The decline of the neuromuscular system throughout the lifespan results in a loss of physical function in older age. Motor unit (MU) discharge rate and its modulation are key factors implicated in the loss of force-generating capacity with age. However, there is limited knowledge of MU discharge rate modulation at high force and/or rapid contractions and whether the age-related neuromuscular alterations can be offset with higher physical activity levels. Therefore, we compared tibialis anterior (TA) MU discharge properties in older master athletes to older and young controls.

Twelve power master athletes (MA; 74±6 years, 6 females; competing in throwing, jumping or sprint events), twelve older (OC; 75±3 years, 6 females) and twelve young controls (YC; 25±3 years, 6 females) performed two unilateral maximum voluntary isometric contractions to assess maximal voluntary force (MVF), followed by five rapid contractions (up to ~80% of MVF) to assess rate of force development (RFD, maximal slope of the force-time curve from onset), and submaximal, triangular ramp contractions up to 30, 50 and 70% MVF. During all contractions, electromyographic (EMG) signals were recorded from the TA using a 64-channel electrode grid.
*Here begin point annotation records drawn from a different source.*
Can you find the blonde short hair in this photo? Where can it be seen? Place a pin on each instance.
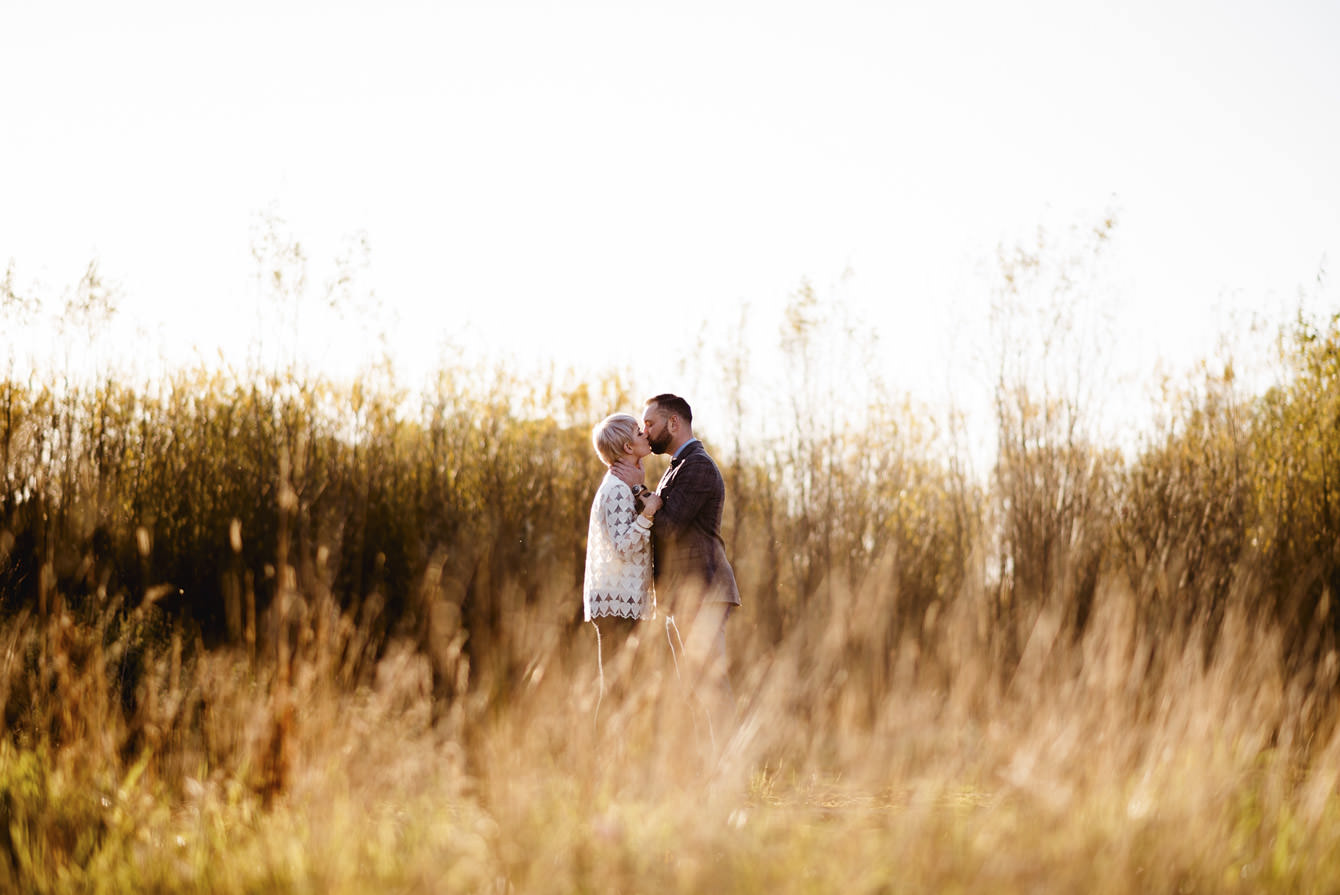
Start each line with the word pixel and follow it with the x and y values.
pixel 611 434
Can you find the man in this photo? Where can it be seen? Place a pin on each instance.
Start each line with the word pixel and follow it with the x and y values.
pixel 696 586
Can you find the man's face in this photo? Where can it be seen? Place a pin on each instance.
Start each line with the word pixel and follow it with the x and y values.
pixel 657 425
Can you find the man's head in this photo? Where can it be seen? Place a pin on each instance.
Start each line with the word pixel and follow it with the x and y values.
pixel 669 422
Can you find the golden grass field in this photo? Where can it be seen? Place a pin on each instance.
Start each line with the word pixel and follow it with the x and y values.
pixel 271 634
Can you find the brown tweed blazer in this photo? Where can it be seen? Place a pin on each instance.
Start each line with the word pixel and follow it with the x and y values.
pixel 689 558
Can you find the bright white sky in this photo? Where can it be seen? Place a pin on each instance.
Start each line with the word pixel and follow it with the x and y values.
pixel 550 177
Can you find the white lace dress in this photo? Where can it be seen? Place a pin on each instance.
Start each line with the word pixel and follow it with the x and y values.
pixel 618 574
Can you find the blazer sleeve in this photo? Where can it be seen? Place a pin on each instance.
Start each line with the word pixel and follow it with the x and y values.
pixel 684 497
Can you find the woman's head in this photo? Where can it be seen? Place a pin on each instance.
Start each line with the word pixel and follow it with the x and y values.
pixel 619 436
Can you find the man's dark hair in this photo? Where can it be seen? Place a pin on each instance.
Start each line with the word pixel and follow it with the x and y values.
pixel 673 405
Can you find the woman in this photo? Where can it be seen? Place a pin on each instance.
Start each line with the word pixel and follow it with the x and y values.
pixel 617 592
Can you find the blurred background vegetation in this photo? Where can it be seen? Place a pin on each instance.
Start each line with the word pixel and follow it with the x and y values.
pixel 164 537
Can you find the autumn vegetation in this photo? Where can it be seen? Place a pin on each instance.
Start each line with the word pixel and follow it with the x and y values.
pixel 267 631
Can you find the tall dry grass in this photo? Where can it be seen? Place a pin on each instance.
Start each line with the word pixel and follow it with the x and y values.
pixel 263 633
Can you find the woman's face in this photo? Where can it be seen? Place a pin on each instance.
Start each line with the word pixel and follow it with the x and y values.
pixel 641 446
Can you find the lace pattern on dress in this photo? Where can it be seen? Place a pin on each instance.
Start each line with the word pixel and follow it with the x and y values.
pixel 618 571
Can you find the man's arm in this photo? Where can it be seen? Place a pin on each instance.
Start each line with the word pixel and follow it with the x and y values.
pixel 693 485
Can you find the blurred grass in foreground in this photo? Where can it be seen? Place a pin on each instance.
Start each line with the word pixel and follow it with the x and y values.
pixel 270 634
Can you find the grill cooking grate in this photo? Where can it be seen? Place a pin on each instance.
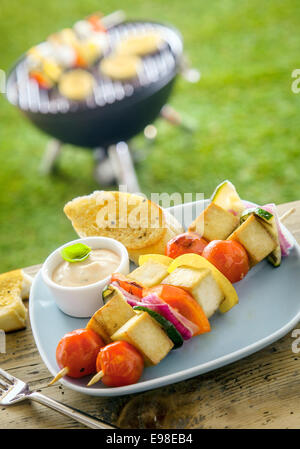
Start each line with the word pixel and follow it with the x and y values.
pixel 25 93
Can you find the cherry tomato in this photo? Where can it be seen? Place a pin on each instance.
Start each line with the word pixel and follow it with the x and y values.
pixel 78 352
pixel 229 256
pixel 121 364
pixel 130 286
pixel 184 303
pixel 188 242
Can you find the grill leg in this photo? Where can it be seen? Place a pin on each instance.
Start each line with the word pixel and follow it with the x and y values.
pixel 103 172
pixel 123 168
pixel 51 155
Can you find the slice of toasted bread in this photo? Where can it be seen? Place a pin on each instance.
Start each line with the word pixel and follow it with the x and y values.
pixel 14 286
pixel 156 248
pixel 136 222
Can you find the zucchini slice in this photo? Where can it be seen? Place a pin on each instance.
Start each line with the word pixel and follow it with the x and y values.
pixel 268 221
pixel 107 292
pixel 167 326
pixel 259 212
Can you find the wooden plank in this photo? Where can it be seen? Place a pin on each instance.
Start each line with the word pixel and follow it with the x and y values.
pixel 260 391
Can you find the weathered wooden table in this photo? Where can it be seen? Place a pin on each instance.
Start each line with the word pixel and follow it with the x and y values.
pixel 260 391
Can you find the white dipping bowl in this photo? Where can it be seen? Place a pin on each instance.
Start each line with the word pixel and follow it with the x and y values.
pixel 83 301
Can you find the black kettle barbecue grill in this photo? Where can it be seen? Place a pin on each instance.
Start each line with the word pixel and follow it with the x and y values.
pixel 116 111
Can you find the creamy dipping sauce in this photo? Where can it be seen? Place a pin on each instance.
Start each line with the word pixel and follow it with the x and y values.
pixel 100 264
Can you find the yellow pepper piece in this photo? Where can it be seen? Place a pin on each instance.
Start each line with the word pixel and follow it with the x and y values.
pixel 197 261
pixel 165 260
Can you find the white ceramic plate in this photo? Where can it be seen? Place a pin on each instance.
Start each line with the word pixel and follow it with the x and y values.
pixel 269 308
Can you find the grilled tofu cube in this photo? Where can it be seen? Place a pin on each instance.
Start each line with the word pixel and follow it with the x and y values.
pixel 255 238
pixel 201 284
pixel 214 223
pixel 107 320
pixel 146 336
pixel 149 274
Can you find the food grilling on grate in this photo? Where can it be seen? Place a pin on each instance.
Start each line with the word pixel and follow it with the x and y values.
pixel 76 84
pixel 120 67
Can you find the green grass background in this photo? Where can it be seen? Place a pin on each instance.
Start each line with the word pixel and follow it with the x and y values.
pixel 246 115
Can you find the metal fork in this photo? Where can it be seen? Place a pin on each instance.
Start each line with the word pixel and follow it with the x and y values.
pixel 13 390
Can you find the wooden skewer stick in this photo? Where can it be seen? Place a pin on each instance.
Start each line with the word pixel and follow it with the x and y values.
pixel 96 378
pixel 287 213
pixel 63 372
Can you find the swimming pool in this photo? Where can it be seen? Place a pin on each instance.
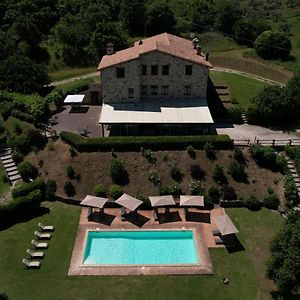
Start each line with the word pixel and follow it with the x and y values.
pixel 155 247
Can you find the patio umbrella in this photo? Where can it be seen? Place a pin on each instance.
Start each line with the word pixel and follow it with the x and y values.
pixel 189 200
pixel 129 202
pixel 225 225
pixel 94 201
pixel 162 200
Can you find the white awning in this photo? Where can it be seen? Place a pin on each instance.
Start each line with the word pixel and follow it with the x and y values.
pixel 164 200
pixel 74 99
pixel 189 200
pixel 182 111
pixel 94 201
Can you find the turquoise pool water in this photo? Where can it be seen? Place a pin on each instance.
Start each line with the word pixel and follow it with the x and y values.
pixel 140 248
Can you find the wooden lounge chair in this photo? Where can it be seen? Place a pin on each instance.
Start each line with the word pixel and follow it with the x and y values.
pixel 31 264
pixel 219 241
pixel 123 214
pixel 216 232
pixel 35 254
pixel 46 227
pixel 38 244
pixel 41 235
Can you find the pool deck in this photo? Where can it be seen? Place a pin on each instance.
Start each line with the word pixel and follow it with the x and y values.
pixel 201 224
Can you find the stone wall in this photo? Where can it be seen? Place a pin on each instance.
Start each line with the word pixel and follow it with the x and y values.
pixel 116 89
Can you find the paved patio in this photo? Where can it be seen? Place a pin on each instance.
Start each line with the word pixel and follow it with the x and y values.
pixel 75 121
pixel 201 223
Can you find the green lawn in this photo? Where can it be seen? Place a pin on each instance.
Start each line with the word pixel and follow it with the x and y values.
pixel 245 269
pixel 241 88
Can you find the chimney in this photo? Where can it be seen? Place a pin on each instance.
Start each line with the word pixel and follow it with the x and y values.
pixel 110 48
pixel 195 43
pixel 199 48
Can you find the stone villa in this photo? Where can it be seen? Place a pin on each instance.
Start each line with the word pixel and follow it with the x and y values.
pixel 156 87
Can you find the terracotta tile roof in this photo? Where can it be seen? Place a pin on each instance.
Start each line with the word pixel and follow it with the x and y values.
pixel 165 42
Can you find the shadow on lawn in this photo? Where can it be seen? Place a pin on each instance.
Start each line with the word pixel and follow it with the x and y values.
pixel 25 217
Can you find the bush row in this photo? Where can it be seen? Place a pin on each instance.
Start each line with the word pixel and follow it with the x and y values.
pixel 131 143
pixel 15 209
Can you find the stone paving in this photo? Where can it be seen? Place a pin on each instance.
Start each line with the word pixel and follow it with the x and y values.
pixel 202 224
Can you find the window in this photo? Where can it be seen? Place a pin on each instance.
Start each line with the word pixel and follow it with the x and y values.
pixel 188 70
pixel 120 72
pixel 130 93
pixel 154 70
pixel 144 70
pixel 144 89
pixel 165 70
pixel 165 90
pixel 153 89
pixel 187 90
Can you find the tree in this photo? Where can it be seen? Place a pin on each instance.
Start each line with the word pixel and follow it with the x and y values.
pixel 160 18
pixel 284 265
pixel 21 74
pixel 273 45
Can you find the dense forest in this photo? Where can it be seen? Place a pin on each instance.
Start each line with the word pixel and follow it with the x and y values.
pixel 76 32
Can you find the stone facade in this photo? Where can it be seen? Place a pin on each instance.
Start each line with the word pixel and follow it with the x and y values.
pixel 135 86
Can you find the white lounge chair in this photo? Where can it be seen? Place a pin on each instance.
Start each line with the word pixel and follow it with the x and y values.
pixel 35 254
pixel 41 235
pixel 38 244
pixel 46 227
pixel 31 264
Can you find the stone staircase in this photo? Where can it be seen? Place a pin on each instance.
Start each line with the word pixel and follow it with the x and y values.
pixel 9 164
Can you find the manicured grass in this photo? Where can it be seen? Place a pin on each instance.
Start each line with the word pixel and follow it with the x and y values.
pixel 241 88
pixel 245 269
pixel 71 72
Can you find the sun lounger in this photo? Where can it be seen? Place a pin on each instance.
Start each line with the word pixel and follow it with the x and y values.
pixel 31 264
pixel 41 235
pixel 219 241
pixel 216 232
pixel 38 244
pixel 46 227
pixel 35 254
pixel 123 214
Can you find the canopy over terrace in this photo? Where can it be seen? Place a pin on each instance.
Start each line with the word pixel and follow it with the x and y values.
pixel 129 202
pixel 74 99
pixel 189 200
pixel 225 225
pixel 94 201
pixel 188 113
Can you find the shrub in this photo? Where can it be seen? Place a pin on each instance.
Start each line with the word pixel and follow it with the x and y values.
pixel 252 203
pixel 196 188
pixel 228 193
pixel 134 143
pixel 115 191
pixel 210 150
pixel 17 157
pixel 191 151
pixel 214 194
pixel 99 190
pixel 69 189
pixel 27 170
pixel 50 190
pixel 237 171
pixel 218 174
pixel 197 172
pixel 118 172
pixel 176 173
pixel 70 172
pixel 154 178
pixel 271 201
pixel 25 188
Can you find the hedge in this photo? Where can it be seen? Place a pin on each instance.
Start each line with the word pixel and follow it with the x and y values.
pixel 26 188
pixel 134 143
pixel 16 209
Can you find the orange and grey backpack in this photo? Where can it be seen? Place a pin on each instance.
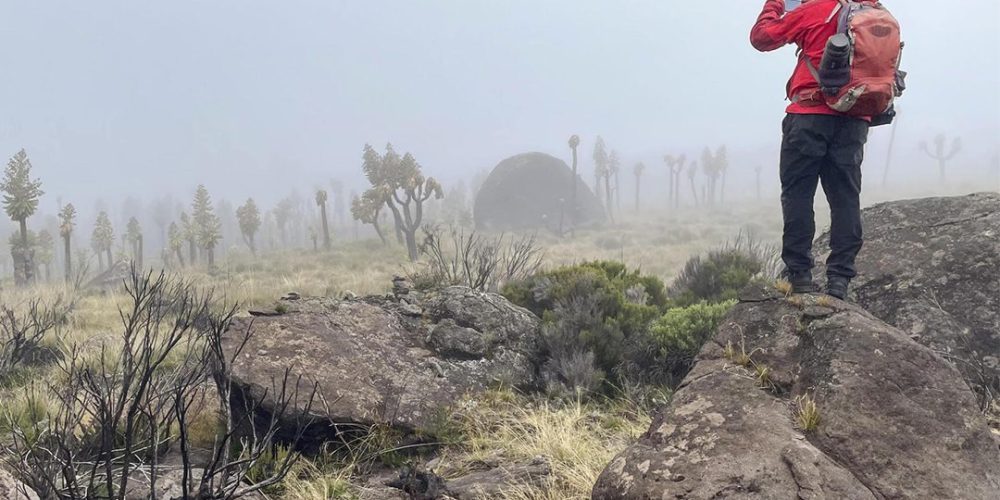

EMG signals were decomposed into individual MU spike trains using a convolutive blind source separation algorithm. For rapid contractions, initial (first 5 spikes) and steady (20 spikes on the plateau of the contraction) discharge rate and MU recruitment speed were calculated. During triangular contractions, the peak discharge rate was calculated, and discharge rate hysteresis (ΔF) was computed as an estimate of the contribution of persistent inward currents to the MU discharge rate. Statistical analyses were performed using linear mixed-effects models.

Dorsiflexion MVF was similar between groups (MA: 333 [274, 392] N, OC: 273 [223, 322] N, and YC: 322 [264, 379] N; p=0.2100). However, the groups differed in the ability to express the available force rapidly (p=0.0018), with greater RFD noted for YC (437 [394, 479] %MVF/s) compared to MA (355 [314, 396] %MVF/s, p=0.0228) and OC (344 [303, 385] %MVF/s, p=0.0086). Nevertheless, this was not accompanied by between-group differences in MU recruitment speed (p=0.5183), or the initial (p=0.0771) or steady MU discharge rate (p=0.5187) during rapid contractions.

During submaximal ramp contractions, MU discharge rate was modulated differently between groups (p=0.0032), with a greater relative increase in MU discharge rate for YC between 30 and 70% MVF compared to OC (p=0.0053), and between 50 and 70% MVF compared to OC (p=0.0146) and MA (p=0.0101). Independent of contraction intensity, ΔF was greater in YC (5.8 [5.0, 6.5] pps) compared to OC (4.0 [3.3, 4.7] pps, p=0.0045) and MA (3.8 [3.1, 4.5] pps, p=0.0012).

Despite similar isometric dorsiflexion strength, both older groups exhibited smaller RFD compared to young adults, which was not accompanied by differences in MU discharge rate during rapid contractions. During submaximal contractions, younger individuals compared to both older groups exhibited greater discharge rate modulation with increased contraction force, possibly due to the greater contribution of persistent inward currents. These results suggest that the age-related neuromuscular alterations are evident even in highly active individuals.